The lexical sphere of infestation. The three most closely related lexical items, from NOAD:

noun pest: [a] a destructive insect or other animal that attacks crops, food, livestock, etc. [b, metaphorical] informal an annoying person or thing; a nuisance.

noun vermin: [treated as plural] [a] wild mammals and birds that are believed to be harmful to crops, farm animals, or game, or that carry disease, e.g., foxes, rodents, and insect pests. [b] parasitic worms or insects. [c, metaphorical] people perceived as despicable and as causing problems for the rest of society: the vermin who ransacked her house.

adj. invasive: (especially of plants or a disease) tending to spread prolifically and undesirably or harmfully.
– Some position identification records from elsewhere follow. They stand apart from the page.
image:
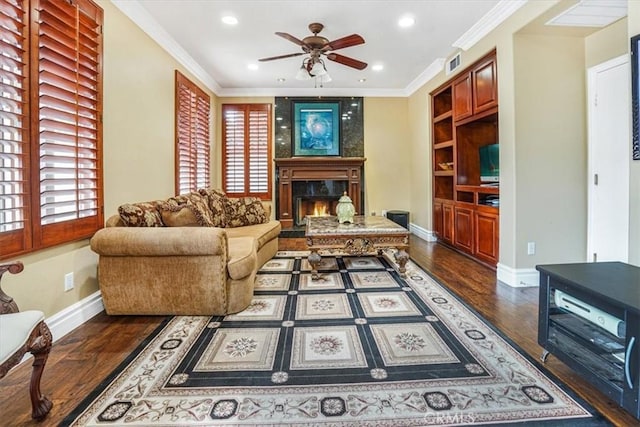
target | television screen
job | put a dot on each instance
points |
(635, 94)
(490, 163)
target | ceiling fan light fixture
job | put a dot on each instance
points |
(318, 69)
(303, 74)
(325, 78)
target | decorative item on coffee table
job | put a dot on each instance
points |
(345, 209)
(365, 234)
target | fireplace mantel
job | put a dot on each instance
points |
(316, 168)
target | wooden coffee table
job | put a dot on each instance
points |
(367, 234)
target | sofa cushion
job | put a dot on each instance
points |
(144, 214)
(242, 211)
(263, 233)
(217, 201)
(243, 260)
(179, 216)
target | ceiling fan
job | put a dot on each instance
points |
(317, 46)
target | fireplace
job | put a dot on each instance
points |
(313, 186)
(315, 198)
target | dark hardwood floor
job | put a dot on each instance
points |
(82, 359)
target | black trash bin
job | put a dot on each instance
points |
(399, 217)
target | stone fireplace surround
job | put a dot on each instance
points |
(294, 171)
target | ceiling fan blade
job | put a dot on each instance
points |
(293, 39)
(348, 41)
(345, 60)
(271, 58)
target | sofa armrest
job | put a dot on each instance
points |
(160, 241)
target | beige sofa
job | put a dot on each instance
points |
(163, 257)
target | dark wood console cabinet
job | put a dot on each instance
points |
(466, 213)
(589, 318)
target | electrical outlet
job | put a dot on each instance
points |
(68, 281)
(531, 248)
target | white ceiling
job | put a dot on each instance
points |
(220, 54)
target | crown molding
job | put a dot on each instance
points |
(320, 91)
(431, 71)
(142, 19)
(498, 14)
(134, 10)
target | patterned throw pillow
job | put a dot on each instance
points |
(144, 214)
(245, 211)
(187, 210)
(217, 205)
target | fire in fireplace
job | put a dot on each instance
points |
(316, 198)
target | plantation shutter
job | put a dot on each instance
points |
(234, 145)
(193, 115)
(246, 143)
(15, 228)
(68, 48)
(259, 132)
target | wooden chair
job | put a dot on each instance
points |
(21, 332)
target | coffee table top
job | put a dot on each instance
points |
(362, 225)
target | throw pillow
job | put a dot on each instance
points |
(187, 210)
(217, 201)
(243, 211)
(144, 214)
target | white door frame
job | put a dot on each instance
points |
(591, 94)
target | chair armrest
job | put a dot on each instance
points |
(160, 241)
(7, 304)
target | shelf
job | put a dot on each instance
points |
(441, 145)
(478, 189)
(443, 116)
An infestation has an objectively determinable side: it is an unusual abundance, a concentration of certain creatures in quantities significantly greater than normal. But its central characterizing feature is one of function, the role this abundance plays in human life — by creating undesirable, unpleasant, or threatening circumstances.

This theme of form — objectively determinable characteristics — vs. function — roles in culture, or in human life more generally — is one that comes up frequently in my writing about semantics (in my very informal way). See in particular my discussion of the C(ount) vs. M(ass) categorization of plant names in my “Counting Chad” abstract from 3/16/01, with reference to the general principle taCsiM (things are C, stuff is M):

1 (F) taCsiM is not an objective principle, but instead takes into account the salience [or] significance of a thing vs. stuff analysis of the referent for ordinary human dealing with it – especially for those dealings with it that are conventional within a culture.

The metaphorical surround of infest(ation). Note the metaphorical extensions of pest and vermin above to people perceived as social undesirables or dangers. So there’s a long history of characterizing Jews as vermin (in one language or another), and more recently, a tradition of referring to immigrants similarly.

The same extension has contaminated infest(ation) as well, notably in Helmet Grabpussy’s references to immigrants from Mexico and Central America in these terms. I won’t dirty this posting with citations of his vicious meanspiritedess; if you feel you need to read the texts, you can easily look them up.

Back to Joe Dator and the lobster infestation. Wonderfully loopy, the idea that lobsters would get so out of hand they would become an indoor pestilence, climbing up the walls and congregating on all the flat surfaces. Or, more likely, that this restaurant has decided to cope with a lobster population explosion by cooking the creatures and serving them to its diners; note that all of the lobsters seem to be immobile and that one of them is actually lying belly-up on a plate.

5 Responses to “An infestation”

  1. Mark Mandel Says:

    I like the cartoon and your observations!

    You wrote, “But its central characterizing feature is one of function, the role this abundance plays in human life — by creating undesirable, unpleasant, or threatening circumstances.”

    I wouldn’t call this a _function_ so much as an _effect_ While we do say “X functions as Y in context Z”, for me the primary meaning of something’s function is its intended use or effect. Obviously an infestation’s effect is not something intended by the humans affected by it. It might be a function for the vermin, but only from their point of view, FOOD! or WARMTH!

    • Arnold Zwicky Says:

      I took over the usual form/function terminology simply because it *is* familiar — but using both terms in extended senses (for reference to objective characteristics vs. cultural roles). I don’t have spiffier terminology and didn’t want to put off this posting while I went on a terminological adventure. My apologies if you’ve been misled.

  2. Michael Vnuk Says:

    The lobsters on the wall almost look like hunting trophies, especially because they are fairly symmetrically arranged at the same height. For an infestation, I would have drawn them more randomly scattered, including on the floor.